Freeline Therapeutics, facing fading cash runway, mulls buyout by investor Syncona

With a cash runway that could run out of tarmac in the next six months, British biotech Freeline Therapeutics is considering the offer of a buyout from its majority shareholder Syncona.

The London-based investment firm made a nonbinding proposal yesterday to acquire the biotech for $5 per American depository share, Freeline confirmed in a Securities and Exchange Commisssion filing.

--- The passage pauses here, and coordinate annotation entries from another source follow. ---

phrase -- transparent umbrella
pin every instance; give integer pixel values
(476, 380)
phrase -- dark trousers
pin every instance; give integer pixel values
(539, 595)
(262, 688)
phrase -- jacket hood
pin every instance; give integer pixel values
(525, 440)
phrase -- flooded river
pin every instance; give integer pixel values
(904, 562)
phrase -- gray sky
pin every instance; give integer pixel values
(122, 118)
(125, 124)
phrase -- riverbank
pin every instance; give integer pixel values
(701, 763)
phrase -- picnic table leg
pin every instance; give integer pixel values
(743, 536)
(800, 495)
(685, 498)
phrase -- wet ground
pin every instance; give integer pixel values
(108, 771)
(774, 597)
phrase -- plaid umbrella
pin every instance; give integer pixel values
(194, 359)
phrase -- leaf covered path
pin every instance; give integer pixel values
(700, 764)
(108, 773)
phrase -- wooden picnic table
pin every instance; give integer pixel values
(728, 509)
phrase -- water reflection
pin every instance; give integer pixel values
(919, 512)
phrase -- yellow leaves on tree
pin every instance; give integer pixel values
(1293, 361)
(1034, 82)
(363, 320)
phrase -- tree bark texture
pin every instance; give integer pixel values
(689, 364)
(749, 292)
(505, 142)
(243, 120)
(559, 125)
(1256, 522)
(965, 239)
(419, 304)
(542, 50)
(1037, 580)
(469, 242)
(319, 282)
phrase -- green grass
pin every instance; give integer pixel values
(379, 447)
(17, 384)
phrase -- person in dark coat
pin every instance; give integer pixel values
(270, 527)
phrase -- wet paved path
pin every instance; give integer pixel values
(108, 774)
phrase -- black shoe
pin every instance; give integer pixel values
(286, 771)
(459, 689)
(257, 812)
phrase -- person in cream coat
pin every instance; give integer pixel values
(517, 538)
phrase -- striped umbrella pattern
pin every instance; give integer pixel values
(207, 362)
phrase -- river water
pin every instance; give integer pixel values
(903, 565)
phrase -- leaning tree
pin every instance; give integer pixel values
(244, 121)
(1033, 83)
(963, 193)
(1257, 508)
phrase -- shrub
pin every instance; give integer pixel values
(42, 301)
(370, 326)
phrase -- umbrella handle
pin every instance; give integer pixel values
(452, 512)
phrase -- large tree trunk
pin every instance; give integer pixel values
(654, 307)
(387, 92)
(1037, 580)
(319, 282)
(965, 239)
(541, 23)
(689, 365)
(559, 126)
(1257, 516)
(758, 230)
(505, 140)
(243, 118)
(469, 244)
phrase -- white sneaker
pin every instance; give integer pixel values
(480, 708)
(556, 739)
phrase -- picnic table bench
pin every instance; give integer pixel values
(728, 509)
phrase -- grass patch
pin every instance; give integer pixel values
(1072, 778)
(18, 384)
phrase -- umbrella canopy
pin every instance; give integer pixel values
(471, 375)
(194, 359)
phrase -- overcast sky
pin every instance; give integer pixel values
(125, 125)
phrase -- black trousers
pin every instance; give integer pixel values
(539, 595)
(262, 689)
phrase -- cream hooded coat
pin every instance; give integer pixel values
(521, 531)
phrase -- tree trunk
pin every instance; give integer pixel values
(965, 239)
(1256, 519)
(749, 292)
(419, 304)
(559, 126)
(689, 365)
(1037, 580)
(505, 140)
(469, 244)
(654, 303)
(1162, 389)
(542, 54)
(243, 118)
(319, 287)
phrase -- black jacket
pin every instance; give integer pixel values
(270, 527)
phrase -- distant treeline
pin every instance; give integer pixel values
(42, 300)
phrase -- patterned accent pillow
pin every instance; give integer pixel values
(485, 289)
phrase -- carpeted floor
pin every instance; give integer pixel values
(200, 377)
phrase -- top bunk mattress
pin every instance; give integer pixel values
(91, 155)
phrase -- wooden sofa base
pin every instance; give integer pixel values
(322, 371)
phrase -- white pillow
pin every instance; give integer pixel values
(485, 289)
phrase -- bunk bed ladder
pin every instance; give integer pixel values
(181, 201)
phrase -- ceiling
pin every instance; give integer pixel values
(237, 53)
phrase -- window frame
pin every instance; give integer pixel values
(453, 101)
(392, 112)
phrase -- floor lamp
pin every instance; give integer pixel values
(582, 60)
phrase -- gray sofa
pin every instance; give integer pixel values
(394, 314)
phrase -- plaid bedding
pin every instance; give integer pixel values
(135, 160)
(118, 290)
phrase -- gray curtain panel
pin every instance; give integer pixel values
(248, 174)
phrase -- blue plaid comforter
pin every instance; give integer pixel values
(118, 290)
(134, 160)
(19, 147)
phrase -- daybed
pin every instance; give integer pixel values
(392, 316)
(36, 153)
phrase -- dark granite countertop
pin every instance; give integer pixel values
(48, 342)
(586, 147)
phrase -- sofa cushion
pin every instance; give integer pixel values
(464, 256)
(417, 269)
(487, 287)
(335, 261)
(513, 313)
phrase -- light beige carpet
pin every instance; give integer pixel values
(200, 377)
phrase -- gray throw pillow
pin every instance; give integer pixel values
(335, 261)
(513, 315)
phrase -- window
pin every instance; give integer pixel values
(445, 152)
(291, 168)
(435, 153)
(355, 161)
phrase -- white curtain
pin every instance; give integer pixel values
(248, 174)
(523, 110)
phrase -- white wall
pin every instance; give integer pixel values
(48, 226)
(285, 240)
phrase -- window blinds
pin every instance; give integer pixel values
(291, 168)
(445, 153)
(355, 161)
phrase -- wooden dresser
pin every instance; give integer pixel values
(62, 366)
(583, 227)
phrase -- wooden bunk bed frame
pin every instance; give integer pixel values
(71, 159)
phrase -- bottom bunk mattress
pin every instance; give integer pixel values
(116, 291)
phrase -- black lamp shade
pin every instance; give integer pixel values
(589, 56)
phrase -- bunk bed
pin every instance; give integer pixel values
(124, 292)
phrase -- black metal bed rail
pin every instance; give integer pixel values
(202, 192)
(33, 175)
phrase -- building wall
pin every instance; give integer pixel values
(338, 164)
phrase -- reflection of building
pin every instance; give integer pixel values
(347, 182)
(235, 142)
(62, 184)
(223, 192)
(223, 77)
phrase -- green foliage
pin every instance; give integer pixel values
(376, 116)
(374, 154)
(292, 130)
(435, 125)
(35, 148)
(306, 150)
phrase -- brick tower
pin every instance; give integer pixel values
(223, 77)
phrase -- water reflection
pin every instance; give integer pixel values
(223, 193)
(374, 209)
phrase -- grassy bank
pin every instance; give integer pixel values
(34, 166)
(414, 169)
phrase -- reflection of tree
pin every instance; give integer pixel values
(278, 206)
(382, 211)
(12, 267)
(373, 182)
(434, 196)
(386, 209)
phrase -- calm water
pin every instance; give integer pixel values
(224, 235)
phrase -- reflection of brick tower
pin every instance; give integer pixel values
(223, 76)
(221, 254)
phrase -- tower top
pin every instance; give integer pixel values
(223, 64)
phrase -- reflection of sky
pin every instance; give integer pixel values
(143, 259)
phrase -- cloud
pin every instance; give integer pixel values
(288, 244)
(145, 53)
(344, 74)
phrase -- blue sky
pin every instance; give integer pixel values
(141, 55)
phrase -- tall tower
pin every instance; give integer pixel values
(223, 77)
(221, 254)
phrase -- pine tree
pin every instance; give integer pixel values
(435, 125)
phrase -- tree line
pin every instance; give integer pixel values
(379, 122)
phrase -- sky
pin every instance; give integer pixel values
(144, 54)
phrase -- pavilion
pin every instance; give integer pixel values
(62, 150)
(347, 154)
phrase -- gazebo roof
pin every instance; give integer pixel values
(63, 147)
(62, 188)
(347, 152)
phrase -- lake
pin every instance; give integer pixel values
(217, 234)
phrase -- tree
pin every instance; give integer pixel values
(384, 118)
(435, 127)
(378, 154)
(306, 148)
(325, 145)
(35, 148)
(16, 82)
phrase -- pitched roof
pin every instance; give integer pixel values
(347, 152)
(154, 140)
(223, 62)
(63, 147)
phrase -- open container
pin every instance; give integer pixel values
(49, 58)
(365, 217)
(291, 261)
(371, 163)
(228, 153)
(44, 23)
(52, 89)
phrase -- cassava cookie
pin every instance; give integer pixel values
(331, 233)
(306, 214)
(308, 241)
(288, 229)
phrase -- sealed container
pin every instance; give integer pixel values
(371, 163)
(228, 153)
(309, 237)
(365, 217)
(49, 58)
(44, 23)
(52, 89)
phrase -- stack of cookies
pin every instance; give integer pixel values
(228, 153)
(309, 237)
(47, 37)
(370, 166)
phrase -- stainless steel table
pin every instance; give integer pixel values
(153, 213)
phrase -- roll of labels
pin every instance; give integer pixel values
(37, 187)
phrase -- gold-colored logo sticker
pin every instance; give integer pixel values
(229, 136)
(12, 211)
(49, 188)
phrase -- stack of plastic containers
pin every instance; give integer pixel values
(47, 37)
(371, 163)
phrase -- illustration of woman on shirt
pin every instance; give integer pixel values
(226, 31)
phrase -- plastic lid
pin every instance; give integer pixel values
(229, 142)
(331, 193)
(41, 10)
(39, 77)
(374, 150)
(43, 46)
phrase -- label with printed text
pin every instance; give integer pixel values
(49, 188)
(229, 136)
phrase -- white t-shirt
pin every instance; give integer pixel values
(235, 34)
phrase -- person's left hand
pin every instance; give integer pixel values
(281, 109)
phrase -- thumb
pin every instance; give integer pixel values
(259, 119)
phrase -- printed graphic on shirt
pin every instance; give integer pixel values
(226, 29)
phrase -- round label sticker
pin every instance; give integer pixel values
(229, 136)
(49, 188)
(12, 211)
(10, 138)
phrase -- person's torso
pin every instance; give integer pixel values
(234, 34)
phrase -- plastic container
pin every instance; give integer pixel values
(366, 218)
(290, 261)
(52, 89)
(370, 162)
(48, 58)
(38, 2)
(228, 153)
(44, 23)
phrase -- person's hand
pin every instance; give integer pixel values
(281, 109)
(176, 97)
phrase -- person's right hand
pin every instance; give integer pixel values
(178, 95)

The biotech’s board has formed a committee tasked with “exploring and evaluating all strategic and financing opportunities available to the company, including Syncona’s proposal,” Freeline explained. Leerink Partners has also been drafted to provide financial advice.

The offer comes at a time when Freeline needs a strategy to keep its show on the road. In its second-quarter earnings report in August, the biotech revealed that the $38.8 million in cash and equivalents it still had to hand at the end of March would only fund its operations through to the second quarter of 2024.

Stevenage, England-based Freeline has already had to shrink its footprint via a series of layoffs over the past year, as well as offload a subsidiary and pause work on its Fabry disease gene therapy.

The significant restructuring has left the company focused on FLT201, an adeno-associated virus gene therapy candidate for Gaucher disease, which was shown to be well tolerated in positive initial data from a phase 1/2 trial that read out earlier this month. Freeline still continues to work on a GBA1-linked Parkinson’s disease program.

For its part, Syncona has also been trying to navigate the strong biotech headwinds earlier this year, blaming a “disappointing” drop in its returns at the start of 2023 on plummeting share prices for British biotechs across its portfolio in December. The firm’s website currently highlights 13 portfolio companies—including Freeline—which are primarily spread across cell therapies, gene therapies and small molecules.